# Ungrounded 240 service ID help.



## micromind (Aug 11, 2007)

If there's no ground bond, voltages to ground will be random, as noted in the tests. 

I've seen a few ungrounded systems but not very many. Usually they're a transformer that supplies a single load. But not a whole ungrounded service.......


----------



## frenchelectrican (Mar 15, 2007)

I have see it from time to time over here but not super widespread on that.

but yes the voltage reading from line to ground will be wonky due it is ungrounded.

I know it been done for some feeders but not useally for whole service which the POCO is not too keen on that.

It should have a warning sign on ungrounded system so ya can be prepared for that system. 

Did you check the GEC conductors to make sure it is bonded properly ? and was the POCO is aware of ungrounded system in your location ?? 

Is the service is overhead or underground ?


----------



## RePhase277 (Feb 5, 2008)

Try connecting an incandescent lamp from phase to ground. If the system is unbonded, the lamp shouldn't light and the voltage on the other phases and ground will rise to 240 (reading through the unlit lamp).


----------



## frenchelectrican (Mar 15, 2007)

RePhase277 said:


> Try connecting an incandescent lamp from phase to ground. If the system is unbonded, the lamp shouldn't light and the voltage on the other phases and ground will rise to 240 (reading through the unlit lamp).


Thanks for reminding me on that trick .,, 

I dont know what type of meter the OP been using to verify the system voltage. but if used the high impedance meter that can throw the reading off the rocker.


----------



## jtd757 (Jan 18, 2018)

We are debating on calling them up and trying to get a new drop, I don't think they know. It is a underground service so all we can see are the cables coming in.

Debating to ask for a new 208 wye if they are going to come out anyway, we are going to throw the main next week when we can and take the case apart to see if there is a GEC or a bad main bonding jumper for a corner ground delta. It is a bit of a rats nest used to be a old meat packing plant with ammonia refrigeration so we were thinking it might have been a no kill for the pumps? No idea really.

Was just wondering if this could be intentional and something to read up on.

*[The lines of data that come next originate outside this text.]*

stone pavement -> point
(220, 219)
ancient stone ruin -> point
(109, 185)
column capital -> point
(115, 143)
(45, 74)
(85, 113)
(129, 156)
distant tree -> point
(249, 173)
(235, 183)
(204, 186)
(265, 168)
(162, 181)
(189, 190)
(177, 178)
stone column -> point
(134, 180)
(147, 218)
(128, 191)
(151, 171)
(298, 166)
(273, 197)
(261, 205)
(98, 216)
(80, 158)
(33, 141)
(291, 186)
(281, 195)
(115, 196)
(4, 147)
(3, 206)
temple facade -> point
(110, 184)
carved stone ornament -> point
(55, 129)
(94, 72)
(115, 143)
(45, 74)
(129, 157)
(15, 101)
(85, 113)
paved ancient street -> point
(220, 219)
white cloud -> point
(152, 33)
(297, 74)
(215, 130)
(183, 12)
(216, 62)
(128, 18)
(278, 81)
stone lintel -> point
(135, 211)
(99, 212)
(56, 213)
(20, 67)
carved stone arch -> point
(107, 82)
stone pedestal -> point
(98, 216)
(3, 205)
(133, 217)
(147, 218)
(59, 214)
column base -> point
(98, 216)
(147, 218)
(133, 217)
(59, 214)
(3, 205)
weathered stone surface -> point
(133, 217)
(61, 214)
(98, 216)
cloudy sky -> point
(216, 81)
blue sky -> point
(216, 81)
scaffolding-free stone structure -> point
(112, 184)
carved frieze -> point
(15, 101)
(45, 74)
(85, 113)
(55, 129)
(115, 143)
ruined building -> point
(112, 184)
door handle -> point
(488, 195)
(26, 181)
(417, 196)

Thanks for the tips and will try the Lamp trick to double check.


----------



## RePhase277 (Feb 5, 2008)

No reason it can't be made into a corner grounded system and then a transformer used to get the other standard voltages you need. Depending on the budget, I wouldn't count this route out. In fact, all single and 3-phase 240 loads could be powered from the corner grounded side, and a small single phase transformer could be used for 120 V power...


----------



## varmit (Apr 19, 2009)

Ungrounded three phase services were very common years ago. There are some at plants where I do work that are still in use.

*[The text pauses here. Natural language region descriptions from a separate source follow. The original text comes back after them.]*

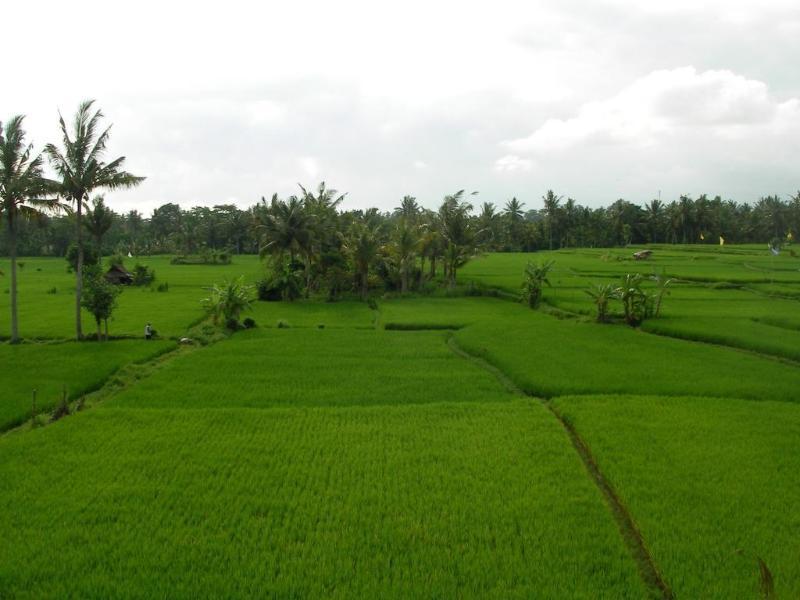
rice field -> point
(442, 446)
(713, 484)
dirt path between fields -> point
(631, 535)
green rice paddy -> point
(415, 448)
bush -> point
(535, 280)
(143, 275)
(267, 292)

I would NOT advise corner grounding a 1000 amp service. If there is a fault on another phase, you have a phase to phase short that can have enough fault current to do some serious damage. In most old buildings the bonding is not very effective to provide a good return path for over current tripping of fuses or breakers, so a short can fry for a while and do some damage.

I would install a fault monitor or a high resistance grounding system. I prefer not corner grounding on systems over 200 amp rated.


----------